AGI - Non solo perdonò i nazisti, ma amava i giovani e per loro col tempo ha trovato la forza di raccontare, anche quel sorriso dolce di sua madre che lo salvò dalla morte e che lo accompagnò sempre.
Tanti i riminesi - semplici cittadini, alunni e insegnanti - che hanno partecipato alla tumulazione delle ceneri di Franco Leoni Lautizi, testimone della strage di Marzabotto, morto a 83 anni il 16 aprile scorso. Una cerimonia toccante e commovente, iniziata con i saluti delle autorità civili e religiose. Uno dei suoi figli ha voluto ricordarlo leggendo la poesia che Lautizi dedicò alla madre, la donna che col suo sacrificio riuscì a salvarlo dalla furia assassina dei carnefici. "Per anni Franco è stato dipendente del Comune di Rimini, un impiego che ha sempre onorato- ha ricordato la vice sindaca di Rimini Chiara Bellini - con grande dedizione mettendosi al servizio degli altri.

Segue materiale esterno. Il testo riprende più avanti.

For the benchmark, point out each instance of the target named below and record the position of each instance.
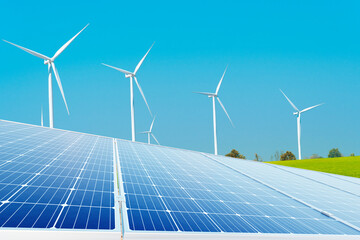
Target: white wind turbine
(298, 114)
(132, 75)
(213, 96)
(51, 65)
(150, 134)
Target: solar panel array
(175, 190)
(53, 179)
(315, 189)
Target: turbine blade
(204, 93)
(118, 69)
(152, 124)
(29, 51)
(218, 87)
(42, 119)
(142, 60)
(155, 138)
(307, 109)
(293, 105)
(67, 44)
(142, 94)
(60, 86)
(225, 110)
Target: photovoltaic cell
(51, 178)
(342, 202)
(55, 179)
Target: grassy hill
(348, 166)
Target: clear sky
(309, 49)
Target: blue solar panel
(176, 190)
(55, 179)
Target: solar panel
(58, 180)
(176, 190)
(327, 179)
(55, 179)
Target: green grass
(348, 166)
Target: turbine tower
(42, 118)
(297, 113)
(214, 96)
(51, 67)
(150, 134)
(131, 76)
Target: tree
(334, 153)
(287, 156)
(257, 158)
(235, 154)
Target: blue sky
(308, 49)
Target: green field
(348, 166)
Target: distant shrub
(334, 153)
(235, 154)
(314, 156)
(287, 156)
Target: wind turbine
(132, 75)
(215, 96)
(298, 115)
(149, 133)
(51, 66)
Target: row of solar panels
(54, 179)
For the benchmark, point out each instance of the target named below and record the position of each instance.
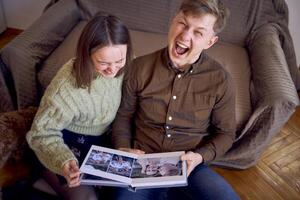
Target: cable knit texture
(64, 106)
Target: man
(180, 99)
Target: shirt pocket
(202, 106)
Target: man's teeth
(182, 46)
(181, 49)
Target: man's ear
(212, 41)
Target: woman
(80, 103)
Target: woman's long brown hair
(102, 30)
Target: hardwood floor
(276, 176)
(8, 35)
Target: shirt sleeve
(223, 125)
(123, 123)
(45, 136)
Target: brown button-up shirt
(164, 109)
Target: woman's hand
(136, 151)
(192, 159)
(71, 173)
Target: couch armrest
(275, 99)
(13, 128)
(23, 55)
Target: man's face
(188, 36)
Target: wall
(2, 19)
(22, 13)
(294, 25)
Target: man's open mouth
(181, 48)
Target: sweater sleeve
(122, 126)
(45, 136)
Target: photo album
(110, 167)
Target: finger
(138, 151)
(74, 166)
(187, 156)
(74, 175)
(73, 182)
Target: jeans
(203, 183)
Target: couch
(255, 47)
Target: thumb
(73, 166)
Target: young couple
(176, 98)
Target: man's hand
(71, 173)
(192, 159)
(136, 151)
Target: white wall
(294, 25)
(22, 13)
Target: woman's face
(109, 60)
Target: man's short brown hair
(213, 7)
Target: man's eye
(103, 64)
(198, 33)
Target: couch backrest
(156, 15)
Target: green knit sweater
(64, 106)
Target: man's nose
(186, 35)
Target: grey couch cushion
(145, 15)
(65, 51)
(235, 59)
(24, 54)
(142, 42)
(145, 42)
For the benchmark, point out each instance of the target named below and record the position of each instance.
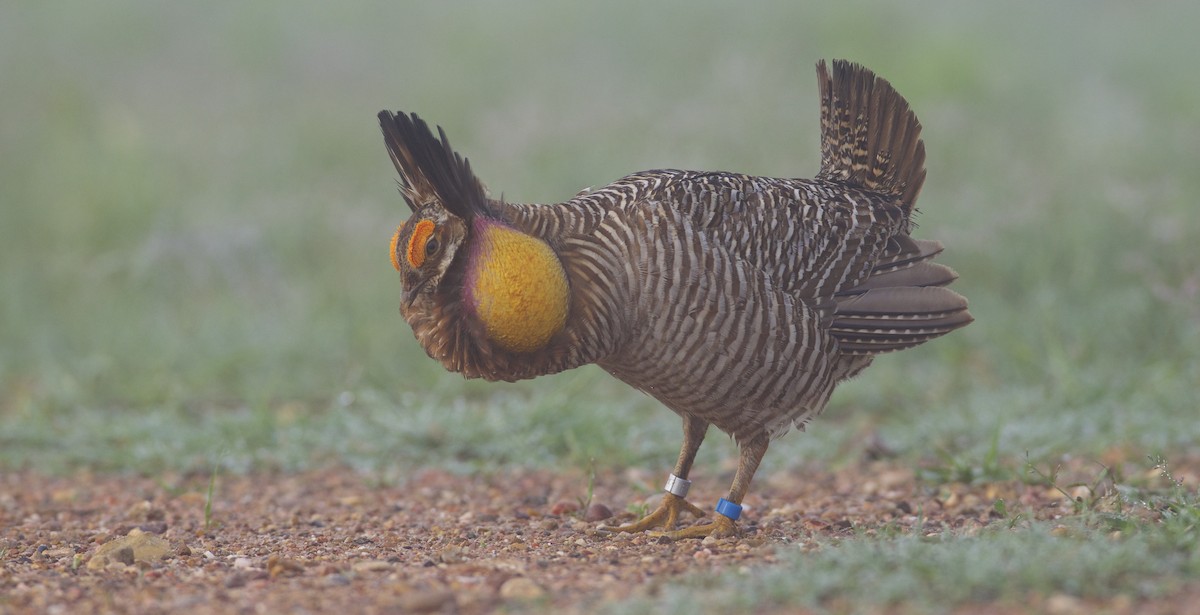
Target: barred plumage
(736, 300)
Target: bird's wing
(810, 238)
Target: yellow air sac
(516, 287)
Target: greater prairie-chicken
(736, 300)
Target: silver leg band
(678, 487)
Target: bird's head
(444, 196)
(510, 284)
(423, 249)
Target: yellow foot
(721, 527)
(665, 515)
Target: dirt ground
(330, 541)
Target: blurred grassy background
(196, 204)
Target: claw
(665, 515)
(721, 527)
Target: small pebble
(598, 512)
(521, 589)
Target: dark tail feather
(870, 137)
(430, 169)
(892, 318)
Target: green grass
(195, 206)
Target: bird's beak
(408, 297)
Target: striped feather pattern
(741, 300)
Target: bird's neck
(515, 286)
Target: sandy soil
(330, 541)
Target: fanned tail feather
(870, 137)
(892, 318)
(901, 304)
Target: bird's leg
(730, 508)
(673, 503)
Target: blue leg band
(729, 508)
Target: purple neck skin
(475, 256)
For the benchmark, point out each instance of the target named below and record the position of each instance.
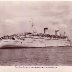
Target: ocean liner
(34, 39)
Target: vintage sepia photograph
(35, 33)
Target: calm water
(36, 56)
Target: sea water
(36, 56)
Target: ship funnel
(56, 31)
(45, 30)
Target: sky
(18, 16)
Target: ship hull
(28, 42)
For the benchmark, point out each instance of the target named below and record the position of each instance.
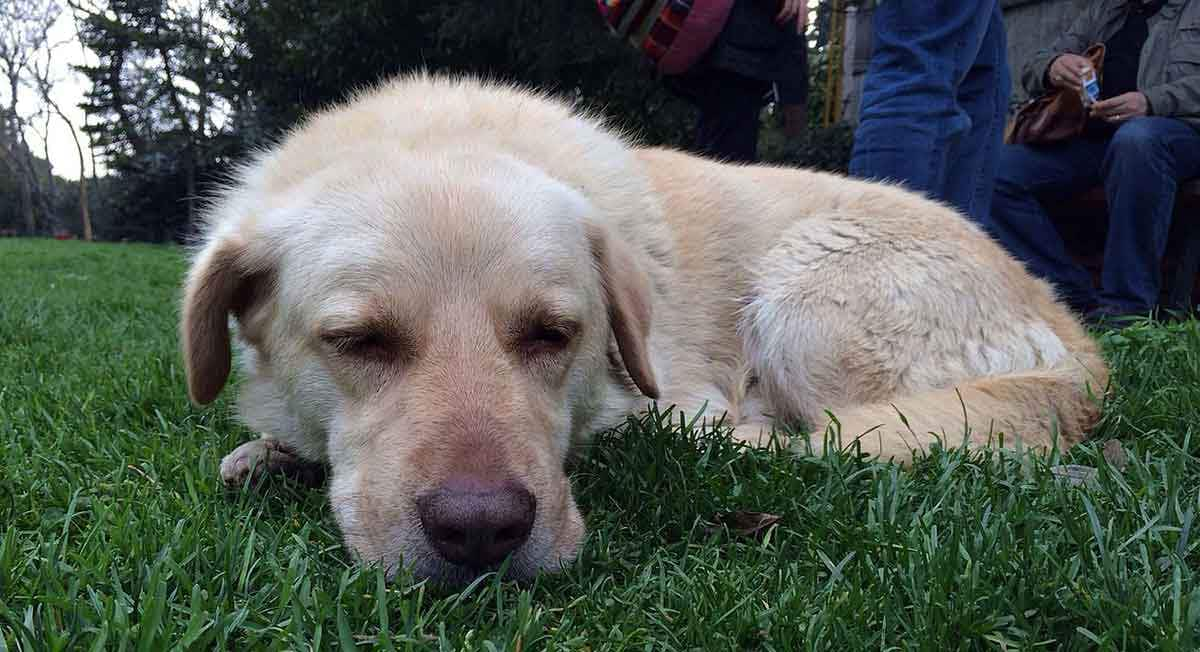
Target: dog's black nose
(475, 522)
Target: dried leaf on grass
(744, 524)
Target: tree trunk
(27, 207)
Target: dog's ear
(627, 289)
(220, 282)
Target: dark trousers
(1140, 166)
(727, 127)
(935, 100)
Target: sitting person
(1143, 138)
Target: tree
(299, 55)
(155, 107)
(24, 28)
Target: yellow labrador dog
(445, 285)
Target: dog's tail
(1037, 408)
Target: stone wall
(1031, 25)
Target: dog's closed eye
(367, 344)
(546, 335)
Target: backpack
(672, 34)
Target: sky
(69, 88)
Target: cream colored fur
(447, 217)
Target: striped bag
(672, 34)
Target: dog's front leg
(268, 456)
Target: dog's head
(449, 327)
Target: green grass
(115, 533)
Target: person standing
(762, 43)
(935, 100)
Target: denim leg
(1143, 166)
(983, 95)
(911, 117)
(1021, 225)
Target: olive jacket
(1169, 71)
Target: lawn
(117, 534)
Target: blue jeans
(1140, 167)
(935, 100)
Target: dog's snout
(477, 522)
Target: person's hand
(1067, 71)
(1122, 107)
(797, 10)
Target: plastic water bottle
(1091, 90)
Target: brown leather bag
(1055, 115)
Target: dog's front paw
(267, 456)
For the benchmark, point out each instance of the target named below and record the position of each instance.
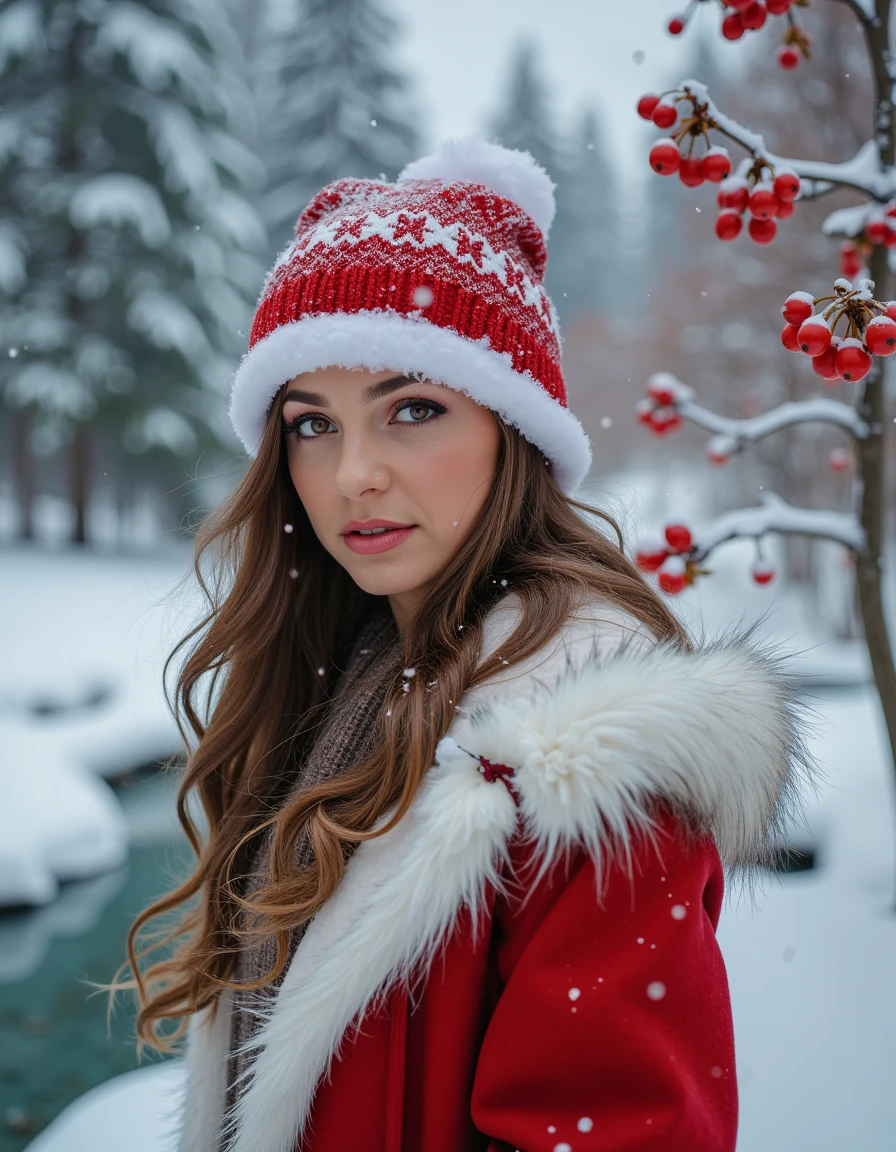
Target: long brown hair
(281, 614)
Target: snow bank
(81, 698)
(135, 1111)
(57, 821)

È anche grazie a questo passaggio che costruisce la sua famiglia e, soprattutto, trova la forza di compiere il passo più difficile e meno dovuto: quello di raccontare".
Franco Leoni Lautizi, ricorda l’Associazione nazionale vittime civili di guerra, all’età di sei anni riuscì, grazie al sacrificio di sua madre Martina Sassi, a salvarsi dalla strage di Monte Sole, il più feroce eccidio di civili in Italia ad opera delle SS comandate dall’ufficiale tedesco W. Reder, che dal 29 settembre al 5 ottobre 1944 massacrarono per rappresaglia 775 civili innocenti, dei quali 216 erano bambini (la storia è narrata nel film “L’uomo che verrà” (Italia 2009).
Scrisse così “Mia Madre”, poesia in memoria della propria mamma: la donna, in procinto di partorire lo ha protetto col proprio corpo dalle mitragliate tedesche, lasciandolo ferito: una targa è stata posta dal comune di Marzabotto all’inizio del sentiero di Cà Dorino, che porta al rifugio di Monte Sole. Alla storia di Franco Leoni Lautizi è anche dedicato il cd “La vita in un cammino” prodotto dall’ Associazione Nazionale Vittime Civili di Guerra e registrato presso il SERMIG-Arsenale della Pace.